Notizia vera, titolo e ‘pezzi’ allusivi: giornalista condannato

Riflettori puntati sulla gestione di un concorso pubblico organizzato dalla Regione, e si parla addirittura di ‘concorsopoli’. A corredo anche il dato, vero, che vincitrice del concorso è una parente di un ex assessore regionale. Decisive le allusioni che emergono dagli articoli e dal titolo.

Scritti giornalistici e titoli caratterizzati da una allusione neanche troppo nascosta. Il messaggio, che si può leggere ‘tra le righe’, è che un ex assessore regionale abbia mosso i propri ‘contatti’ pèr favorire la nipote in un concorso pubblico organizzato proprio dalla Regione. In effetti, la giovane è risultata vincitrice della selezione, ma l’accostamento tra questo dato di fatto e l’ipotesi – delineata nel titolo, dove si parla di Concorsopoli” – che vi siano stati ‘magheggi’, per modificare l’esito del concorso, è davvero eccessivo. Inevitabile la condanna del giornalista per il reato di diffamazione Cass., sent. n. 13565/2015, Quinta Sezione Penale, depositata oggi . Allusioni. Percorso netto, in negativo, per il giornalista, accusato di diffamazione per due ‘pezzi’ pubblicati da un quotidiano sardo. Per i giudici di merito, difatti, l’addebito è legittimo il giornalista, in sostanza, ha fatto balenare, coi propri scritti, l’ipotesi che un ex assessore regionale abbia favorito, in un concorso pubblico una nipote, solo diplomata, a danno di precari laureati . Consequenziale, quindi, la condanna per il giornalista. Che ora viene sconfitto in via definitiva, a seguito della decisione della Cassazione, laddove viene ritenuta corretta la valutazione compiuta in Appello sulla scorrettezza compiuta coi due ‘pezzi’. Il giornalista ha proposto ricorso, puntando sulla esimente del diritto di critica , sostenendo che i giudici di merito non hanno precisato in quale parte gli articoli fossero non veridici, essendosi limitati a stigmatizzarne il tono allusivo , e aggiungendo che nessun attacco personale era stato rivolto contro l’ex assessore, essendo stati riportati solo i malcontenti degli ‘sconfitti’, una volta chiuso il concorso. Tali considerazioni, però, non sono ritenute di valore, da parte dei giudici del ‘Palazzaccio’. Questi ultimi, difatti, riconoscono sì che il fatto che una parente dell’ex assessore avesse superato il concorso, bandito dalla Regione, era, in realtà, una notizia vera , ma aggiungono che riferire quella notizia sotto il titolo di ‘concorsopoli’ significava ipotizzare manovre illecite del presunto patrocinatore della vincitrice . E significativo, in questo contesto, era anche il tono gratuitamente allusivo del ‘pezzo’ giornalistico.
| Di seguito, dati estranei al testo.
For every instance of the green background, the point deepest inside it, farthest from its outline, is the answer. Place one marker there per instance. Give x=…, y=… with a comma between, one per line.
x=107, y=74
Tutto ciò conduce, come detto, alla conferma della condanna per diffamazione .

Corte di Cassazione, sez. V Penale, sentenza 13 – 30 marzo 2015, n. 13565 Presidente/Relatore Nappi Motivi della decisione Con la sentenza impugnata la Corte d'appello di Cagliari ha confermato la dichiarazione di colpevolezza di J.N., giornalista del quotidiano la Sardegna, in ordine al delitto di diffamazione nei confronti di M.L.L., ex assessore regionale, accusato in due articoli del quotidiano di avere favorito in un concorso pubblico una nipote solo diplomata, a danno di precari laureati. Ricorre per cassazione J.N. e propone un motivo d'impugnazione. Il ricorrente deduce violazione di legge e vizio di motivazione, lamentando che sia stata ingiustificatamente esclusa l'esimente del diritto di critica, anche putativa. Sostiene che i giudici del merito non hanno precisato in quale parte gli articoli fossero non veridici, essendosi imitati a stigmatizzarne il tono allusivo. Nessun attacco personale era stata rivolto contro Luridiana, ma si erano riportati solo i malcontenti degli esclusi. Il ricorso è infondato. Come ben argomentato dai giudici del merito, che la cugina dell'ex assessore avesse superato il concorso bandito dalla regione era in realtà una notizia vera. Ma riferirla sotto il titolo di concorsopoli significava ipotizzare manovre illecite del presunto patrocinatore della vincitrice. E di tali illiceità non veniva fornita alcuna prova, neppure ricercata e quindi in un contesto incompatibile con la putatività dell'esimente, anche il tono gratuitamente allusivo dell'articolo. P.Q.M. La Corte rigetta il ricorso e condanna il ricorrente al pagamento delle spese del procedimento.